Но Леттис открыла свое сердце одной лишь Джин. Та пришла, чтобы умыть Леттис, – и обнаружила приемную мать всю в слезах. Леттис покачивала на руках младенца и рыдала безутешно – горячие слезы капали на белоснежные пеленки, оставляя серые отметины. Джин взяла у Леттис брата и уложила в колыбельку, потом подсела к матери и нежно обняла ее, баюкая, как ребенка.

– О, Джин... мой маленький бедный сыночек... а Роб... и все, все напрасно! – слышалось сквозь рыдания.

– Знаю, я все знаю... – Джин сама с трудом сдерживалась, чтобы не расплакаться. Боже, сколько горя – и ради чего?

Леттис подняла лицо, опухшее от слез, и произнесла:

– Это словно чья-то насмешка... Эта наша последняя ночь... Гримаса судьбы... Ведь если бы он втихомолку не начал дело о нашем разводе, ничего бы не произошло... Я все время думаю... что если...

– Не стоит. – Джин ласково откинула волосы со лба своей приемной матери. – Никто не знает, что могло бы быть, если бы... Важно лишь то, что свершилось. Ну-ну, перестань плакать – ты совсем расхвораешься. Какая ты горячая! Лоб так и пылает – вот видишь, ты своими слезами уже довела себя до горячки! Успокойся, отдохни – дай-ка я умою тебя холодной водичкой...

Леттис откинулась на подушки, и судороги постепенно утихли – она чувствовала себя неимоверно уставшей.

– Что станется с ним? – прошептала она. Джин не ответила: она не поняла даже, кого имеет в виду Леттис – малыша или же его отца. А Леттис все шептала сухими губами: – Надо ведь сообщить ему, правда, Джин? Я напишу ему, и он все, все узнает! Но не будет ли это слишком жестоко? Да ведь он же отец – возможно, большей жестокостью было бы скрыть...

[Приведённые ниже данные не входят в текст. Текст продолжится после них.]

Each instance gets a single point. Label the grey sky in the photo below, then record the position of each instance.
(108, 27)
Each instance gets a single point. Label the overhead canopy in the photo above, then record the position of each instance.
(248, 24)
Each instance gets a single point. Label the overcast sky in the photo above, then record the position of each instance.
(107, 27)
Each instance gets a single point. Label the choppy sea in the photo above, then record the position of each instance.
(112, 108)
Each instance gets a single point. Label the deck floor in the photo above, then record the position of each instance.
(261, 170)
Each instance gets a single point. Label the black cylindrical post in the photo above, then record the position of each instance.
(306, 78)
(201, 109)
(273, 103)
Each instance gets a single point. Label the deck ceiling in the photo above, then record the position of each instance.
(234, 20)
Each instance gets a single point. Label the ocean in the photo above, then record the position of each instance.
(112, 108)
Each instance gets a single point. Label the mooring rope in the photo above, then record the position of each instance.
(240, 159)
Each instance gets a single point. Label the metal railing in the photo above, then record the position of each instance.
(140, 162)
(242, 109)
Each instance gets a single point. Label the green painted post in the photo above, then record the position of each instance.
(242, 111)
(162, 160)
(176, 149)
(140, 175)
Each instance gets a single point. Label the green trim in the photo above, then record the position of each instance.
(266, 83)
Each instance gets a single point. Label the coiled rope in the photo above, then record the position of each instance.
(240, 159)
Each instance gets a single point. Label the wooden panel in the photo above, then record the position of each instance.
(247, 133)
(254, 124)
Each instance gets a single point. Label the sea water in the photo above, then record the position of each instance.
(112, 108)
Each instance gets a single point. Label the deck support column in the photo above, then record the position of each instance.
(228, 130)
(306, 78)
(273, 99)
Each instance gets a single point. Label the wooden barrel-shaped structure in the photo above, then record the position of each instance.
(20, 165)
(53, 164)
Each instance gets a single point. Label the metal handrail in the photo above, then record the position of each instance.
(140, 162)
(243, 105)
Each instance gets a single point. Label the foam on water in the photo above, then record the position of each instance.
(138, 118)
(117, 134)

– Тут я не могу ничего посоветовать, – ответила Джин, – но, по-моему, это ни к чему не приведет. – Она принялась тканью, смоченной в холодной воде, обтирать лоб и щеки Леттис. Та глубоко вздохнула.

– Как приятно... Думаю, я все же напишу ему, Джин, – ведь что бы там ни было, а я все же ему жена... И он любит меня – он так хотел сына. Я напишу. Напишу завтра...

Но назавтра она ничего так и не написала. Она горела и тряслась в лихорадке. Приступы проходили и начинались вновь – и с каждым разом она все более слабела. Она и в бреду говорила лишь о письме, но, будучи в сознании, была слишком слаба, чтобы даже сесть в постели. К концу недели она почти все время была в беспамятстве – когда она ненадолго пришла в себя, то увидела Симона Небела, склонившегося над ней. Священник взял ее за руку. Мгновение она ничего не понимала, но потом беззвучно шепнула:

– Симон... Я умираю?

Кивнув, священник сжал ее руку, не в силах вымолвить ни слова. Она перевела взгляд на Джин, стоящую у Симона за спиной, – по лицу ее струились слезы, и Леттис поняла все.

– Дитя мое, ты должна разумом отрешиться от всего земного и думать лишь о спасении своей души, – ласково произнес Симон. Слезы уже застилали глаза Леттис – но у нее не хватило сил даже на то, чтобы расплакаться: слезинки тяжело скатывались по щекам, словно капли горячей крови. «...Я не хочу умирать, – думала она, – покуда Роб жив... Но как же я устала... А мой малыш – кто возьмет на себя заботу о нем?»

– Джин... – Как тяжело, оказывается, говорить... И как вдруг стало темно! Почему не зажгут свечи? – Который час?

– Десять утра, – ответила Джин, поглядела на Симона, и тот приблизился к постели. Леттис вздохнула. Страха не было – одна лишь безмерная усталость, и еще грусть...

– Джин, воспитай малыша вместо меня... И пообещай...

Джин склонилась, чтобы расслышать каждое слово угасающей женщины – та шевелила губами почти беззвучно.

– Что?

– Пообещай, что сама напишешь Робу и расскажешь ему... обо всем.

– Обещаю.

Симон тронул ее за плечо, и она крепче сжала руку Леттис.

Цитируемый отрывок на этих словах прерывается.